Ingredients ( yields a small 200gm block)
1 litre whole milk
6 tsps lemon juice
Warm up the milk, stirring continuously to avoid cream forming on top. When heated up enough, you will start seeing steam and the milk will rise.
Immediately, lower the fire and start adding in the lemon juice. Two tsps, stir, another 2 more tsps, stir and lastly the final 2 tsps. By this time, the milk would hv curdled and the remaining whey would look translucent.
Transfer to a cheese cloth and squeeze out the whey as much as possible.
Fold the cheesecloth and place a heavy mortar over it for 30-40 mins.
Unwrap, and you will have homemade paneer!

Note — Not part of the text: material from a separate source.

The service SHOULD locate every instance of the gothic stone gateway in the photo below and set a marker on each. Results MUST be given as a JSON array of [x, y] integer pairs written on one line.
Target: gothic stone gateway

Use it in any way you like. The remaining whey water can be used to dilute veg curries, to soften chapathis or in place of water when making rice. It is highly nutritious- don't discard.
Making Vegetable Stock is easy as ABC. I cannot emphasize how easy it is.
Throw whatever vegetables which are growing old in your refrigerator into a stock pot and add 2 litres of water, rosemary leaves ( 1 sprig fresh or 1 tsp dried), bay leaves (2) and salt. These three vegs are essential though - tomatoes, onions and ginger. I usually put in cubed bell peppers, broccoli stems, celery stalks, cabbage or lettuce leaves. Let it boil and then simmer for an hour or so. Drain. I have not given actual quantity because I don't usually measure the amount of vegetables. But because I am putting in 2 litres of water, I must ensure that I do add in a substantial amount of vegetables. Otherwise, the stock will not have any flavor. Usually 2 litres of water with vegetables yields around 1 litre of stock after simmering for an hour.
Voila ! You now have the perfect base for flavoring rice, soups and many more delicious recipes...You can add lemongrass and kaffir lime leaves if your stock is particularly for chinese dishes. The flavor is indescribable. Nothing beats a homemade stock. Keeps for a month in the refrigerator if stored in a dry container.
The picture below shows the stock I made last weekend. It looks more like a clear soup.